Only a few weeks ago the world still believed in liberal dreams. Now thanks to the coronavirus pandemic, this all may look so obsolete very soon. Financial markets are tumbling and may plunge the world in an economic crisis greater than the one provoked by the crash of the US real estate bubble in 2008. People in countries as different as Sweden and the United States are emptying supermarket shelves.
Only a few weeks ago utopian liberals in much of the Western world believed that in spite of a few minor accidents like 9/11, the 2008 financial crisis, the near collapse of the euro in 2010 and the subsequent years of austerity, Brexit and Trump’s election, the trajectory of the future of the world and humanity had been defined.
Only a small group of despicable and obtuse retrogrades would stand in the way of a bright utopian future of open borders, universal human rights, from Afghanistan to Brazil, the invention of robots that would do all work, the abolition of ancient superstitions such as Christianity and almost eternal life. One of the few problems this humanity may have would have been boredom. May a small microorganism put an end to all this?
Talks of a possible coming financial crisis, after an expansionary phase that lasted more than 10 years for most Western countries, were preceding this last epidemic. Since Brexit and Trump, the revival of nationalism and the emergency of the politics of populism in countries such as Italy, the US or even Germany had become standard talking points. However, even these phenomena did not significantly alter the deeply seated belief of utopian liberals that the world was day by day inexorably moving in the direction of progress, societal and technological. It was rarely taken into account that progress can move a lot of different things to different people. For some people free abortions and gay marriages can be reasons to celebrate, others care more about a decent minimum wage and good social services.
Take for example Italy. The country found itself at the epicenter of the coronavirus outbreak in Europe and has registered almost 30,000 as of today, with the number of deaths having reached 2,158. Only a few weeks ago, Italians, in spite of an economy that has never recovered from the crisis 10 years ago, a youth unemployment level among the highest in Europe and a marked loss of confidence in their nation, were considerably more concerned about the new generation smart phone or the wonders of the Erasmus exchange year than about the fate of their country. Some had voted for Salvini, the right-wing leader in the election of two years ago, but his tenure as vice prime minister ended after little more than a year and the country had regained the graces of the European Union.
But the coronavirus emergency, which some in Italy have called the greatest crisis in the country since the Second World War, may have dealt another blow to Italy’s faith in institutions such as the European Union that are so dear, fundamental and indispensable for utopian liberals.
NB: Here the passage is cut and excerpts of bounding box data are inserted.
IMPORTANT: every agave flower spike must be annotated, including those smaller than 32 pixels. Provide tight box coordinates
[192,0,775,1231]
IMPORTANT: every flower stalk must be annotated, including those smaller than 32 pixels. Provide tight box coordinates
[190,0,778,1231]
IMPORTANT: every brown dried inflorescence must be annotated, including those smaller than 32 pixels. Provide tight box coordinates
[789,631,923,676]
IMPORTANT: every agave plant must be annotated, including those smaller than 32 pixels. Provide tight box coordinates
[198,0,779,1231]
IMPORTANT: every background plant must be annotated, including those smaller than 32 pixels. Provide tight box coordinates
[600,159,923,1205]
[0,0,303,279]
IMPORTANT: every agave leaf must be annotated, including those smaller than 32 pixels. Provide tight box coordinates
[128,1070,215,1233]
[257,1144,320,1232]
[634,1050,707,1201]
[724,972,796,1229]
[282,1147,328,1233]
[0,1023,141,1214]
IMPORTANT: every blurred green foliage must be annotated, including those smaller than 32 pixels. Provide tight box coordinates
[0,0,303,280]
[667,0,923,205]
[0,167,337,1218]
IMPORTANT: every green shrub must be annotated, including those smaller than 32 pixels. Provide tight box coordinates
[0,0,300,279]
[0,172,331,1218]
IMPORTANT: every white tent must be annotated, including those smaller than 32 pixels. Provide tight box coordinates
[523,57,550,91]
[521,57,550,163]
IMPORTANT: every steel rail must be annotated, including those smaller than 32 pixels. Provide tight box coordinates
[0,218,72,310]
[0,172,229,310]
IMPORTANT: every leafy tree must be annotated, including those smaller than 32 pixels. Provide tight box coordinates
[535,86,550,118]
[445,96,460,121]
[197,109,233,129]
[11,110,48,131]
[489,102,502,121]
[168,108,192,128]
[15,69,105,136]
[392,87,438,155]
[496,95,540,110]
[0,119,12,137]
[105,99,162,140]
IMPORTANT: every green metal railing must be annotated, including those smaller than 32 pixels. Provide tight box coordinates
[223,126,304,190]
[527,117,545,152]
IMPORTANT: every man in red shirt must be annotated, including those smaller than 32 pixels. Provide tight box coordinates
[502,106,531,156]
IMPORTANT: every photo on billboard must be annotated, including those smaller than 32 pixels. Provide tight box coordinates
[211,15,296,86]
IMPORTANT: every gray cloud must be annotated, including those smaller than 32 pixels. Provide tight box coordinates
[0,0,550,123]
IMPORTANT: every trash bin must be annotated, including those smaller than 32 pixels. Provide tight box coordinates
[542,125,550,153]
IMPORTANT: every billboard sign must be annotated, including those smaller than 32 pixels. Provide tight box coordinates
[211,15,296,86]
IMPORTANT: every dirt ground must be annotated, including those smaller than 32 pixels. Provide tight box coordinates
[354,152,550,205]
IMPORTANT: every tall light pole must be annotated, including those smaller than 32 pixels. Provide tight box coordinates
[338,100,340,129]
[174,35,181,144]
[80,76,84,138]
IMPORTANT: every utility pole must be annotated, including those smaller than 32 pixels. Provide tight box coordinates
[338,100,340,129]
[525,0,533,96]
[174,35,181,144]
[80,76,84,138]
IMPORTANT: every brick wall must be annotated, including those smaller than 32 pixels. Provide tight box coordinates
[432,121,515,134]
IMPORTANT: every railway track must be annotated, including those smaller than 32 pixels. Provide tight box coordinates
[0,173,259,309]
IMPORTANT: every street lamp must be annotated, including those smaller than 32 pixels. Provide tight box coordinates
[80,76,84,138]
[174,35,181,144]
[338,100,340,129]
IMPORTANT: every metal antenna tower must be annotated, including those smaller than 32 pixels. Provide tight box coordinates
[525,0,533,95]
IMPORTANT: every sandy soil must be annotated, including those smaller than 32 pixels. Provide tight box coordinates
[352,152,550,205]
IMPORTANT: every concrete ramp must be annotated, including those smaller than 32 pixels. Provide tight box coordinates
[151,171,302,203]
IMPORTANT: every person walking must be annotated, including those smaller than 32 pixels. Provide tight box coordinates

When Italy asked for urgent medical supplies under a special European crisis mechanism no EU country responded. Help came, but from China. A not very carefully thought comment by the President of the European Central Bank Christine Lagarde (“It’s not my job to reduce the spread” – the differential between Italian government bonds and German government bonds) made markets rock, provoking a 17% dive in the Milan Stock Index, Italy’s most important.
In the face of the coronavirus crisis and the serious economic consequences it may have, most countries will probably make the unpleasant discovery that they will have to solve their problems by themselves. Self-reliance is not exactly a very liberal quality in the XXI century. The euro crisis in 2010 and 2011 left many scars in the European Union but a new deviation from the smooth path of progress could be fatal.
Electorates may temporarily turn to more nationalist minded forces for comfort, although the fluctuations of the election cycle moods do not necessarily bring about radical changes, as even the “populist” turn symbolized by Brexit and Trump’s presidency, but global elites, from Italy and Germany to Britain and America, have shown before that they were decidedly unimpressed by and not that interested in the whimsical choices of people left behind by the times. But when the suffering becomes too much, people stop to believe fairy tales about a wonderful future just around the corner. They want to improve their lives and their condition in the only moment they know, the present. Utopian dreams may end with an abrupt awakening.